At the 2013 Trinidad and Tobago Championships, Hackett secured silver in the women’s 200 metres and finished fourth in the 100m final. She qualified for the World Championships in both events, and was selected on the T&T team that travelled to Moscow, Russia, for the global meet. But while Hackett was in Moscow, the IAAF—not in agreement with the NAAA’s decision to lift her suspension—lodged an appeal with the CAS. The re-suspended athlete left the Championships.
The 2012 positive was Hackett’s second doping offence. She had served a six-month ban after testing positive—also for Methylhexaneamine—at the 2011 T&T Championships.
A source confirmed yesterday that the CAS hearing has been cancelled.
“Her legal team,” the source told the Express, “made an agreement with the IAAF. There is no information yet on any sanction, but the parties agreed to settle the case, asking the CAS to suspend the procedure while they sign the settlement documents.”
When the settlement is finalised, the IAAF will convey the decision to the CAS.
Another T&T sprinter, Kelly-Ann Baptiste was expected to appear before the NAAA disciplinary panel last month.
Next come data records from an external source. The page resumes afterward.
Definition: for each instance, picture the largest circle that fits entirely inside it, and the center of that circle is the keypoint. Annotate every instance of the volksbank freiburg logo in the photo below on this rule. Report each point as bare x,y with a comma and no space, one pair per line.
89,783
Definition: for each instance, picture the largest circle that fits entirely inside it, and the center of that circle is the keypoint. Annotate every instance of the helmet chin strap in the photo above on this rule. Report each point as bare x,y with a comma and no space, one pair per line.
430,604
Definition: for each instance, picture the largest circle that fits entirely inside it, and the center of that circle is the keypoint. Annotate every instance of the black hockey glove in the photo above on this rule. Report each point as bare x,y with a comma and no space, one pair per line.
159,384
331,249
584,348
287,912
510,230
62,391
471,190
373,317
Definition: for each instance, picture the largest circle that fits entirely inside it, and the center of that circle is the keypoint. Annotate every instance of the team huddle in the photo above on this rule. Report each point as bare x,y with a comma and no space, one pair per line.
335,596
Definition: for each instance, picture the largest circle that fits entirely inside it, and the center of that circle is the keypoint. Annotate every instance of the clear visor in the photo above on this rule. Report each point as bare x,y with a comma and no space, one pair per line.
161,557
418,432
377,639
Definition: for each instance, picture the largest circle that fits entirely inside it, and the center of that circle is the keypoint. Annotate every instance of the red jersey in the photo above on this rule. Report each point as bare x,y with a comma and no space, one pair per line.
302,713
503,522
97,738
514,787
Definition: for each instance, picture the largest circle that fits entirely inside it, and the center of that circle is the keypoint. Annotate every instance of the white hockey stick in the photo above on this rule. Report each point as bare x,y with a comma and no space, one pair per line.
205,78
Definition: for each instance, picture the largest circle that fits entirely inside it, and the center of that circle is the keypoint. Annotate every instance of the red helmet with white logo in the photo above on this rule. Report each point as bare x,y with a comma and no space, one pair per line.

However, that hearing did not take place.
It has been “postponed to an undetermined date,” the source explained, “due to ongoing investigations.”
Last year, Baptiste tested positive for a banned substance, and withdrew from the World Championships.
The 2011 World Championship women’s 100m bronze medallist is based in Florida, USA, and is part of the same training camp as American sprint star Tyson Gay.
Gay also tested positive for a banned substance in 2013. In fact, it was reported in a July 27 Associated Press report that Gay “had multiple positives”.
“One person familiar with the case told the AP that multiple positives over a short period of time are a sign of an athlete who wasn’t trying to hide anything but simply didn’t know he was taking a banned drug,” the AP report stated.
“Gay is cooperating with USADA (United States Anti-Doping Agency).
“Since news of his positive,” AP reported, “media reports have linked Gay to Clayton Gibson, an anti-aging doctor based in Atlanta.”